We’re told that screen time makes our children more likely to be depressed. It kills attention spans and creates children who demand immediate gratification. They’re screen addicts. They’re impulsive and moody and basically doomed.
I will readily admit that I am no expert. The trouble is, if you really think about it, even the experts are not experts. It’s all too new, and many of those studies that you read about are based on anecdotal evidence. On top of all that is the fact that correlation does not always – maybe not even often – equal causation. How do we know that depressed preteens and teenagers are not more likely to spend tons of time on video games, rather than the other way around?
The Dangers of the Telegraph
I think the rhetoric around screen time is at least a little overblown. Consider: Socrates, when faced with the written word, declared that it would lead to forgetfulness and worse. Many opposed the printing press, as it made information available to the masses that had previously been limited to those who could afford handwritten texts. We’d all love our children to read more, but at one point in our history, novels were thought to be a primary cause of intellectual corruption. Later, television was demonized as far too passive, a deterrent from more mentally challenging pursuits.

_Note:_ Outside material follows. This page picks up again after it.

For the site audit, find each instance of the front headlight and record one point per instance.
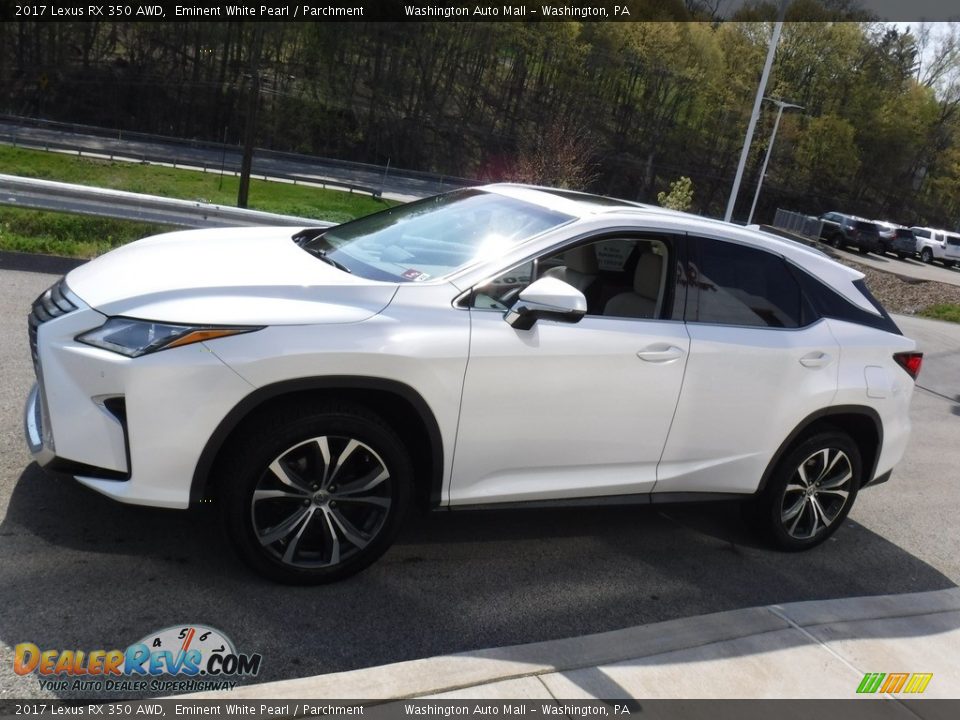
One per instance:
(134, 338)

Believe it or not, we once feared that the telegraph–the telegraph!–would ruin human interaction.
It’s easy to think that while our historical fears may have been a bit far-fetched, our current ones are entirely justified. “When I was your age,” we say, “I was outside until the streetlights came on!” We watch as our kids interact with friends via video games and shake our heads sadly: “They’ll never know true friendship.”
So, we read articles, and we set limits, and we try our best to teach our kids to look up, to listen, to engage in the world around them instead of a world made up of bits and bytes.
There’s No Fighting Progress
In my house, we limit our kids to one hour of video games on a school night. That’s it. I suspect my husband would like to set limits at other times, too, but I find that our kids will generally do that on their own. Yes, they’ll spend hours on end playing Fortnite or plugged into their phones. But left to their own devices (ha), even these little screen addicts will look up once in a while and say, “I’m bored. I want to do something.”
Here’s an interesting quote, fairly popular and taken from Douglas Adams’ The Salmon of Doubt:
“I’ve come up with a set of rules that describe our reactions to technologies:
- Anything that is in the world when you’re born is normal and ordinary and is just a natural part of the way the world works.
- Anything that’s invented between when you’re fifteen and thirty-five is new and exciting and revolutionary and you can probably get a career in it.
- And Anything invented after you’re thirty-five is against the natural order of things.”
The bottom line is, whether we like it or not, there’s no fighting progress, though there’s plenty of time wasted in trying. I’m not suggesting we all plant our children in front of screens and forget about them for days on end. But I do think it’s time to start figuring out how to make the best of the online poker hand we’ve been dealt.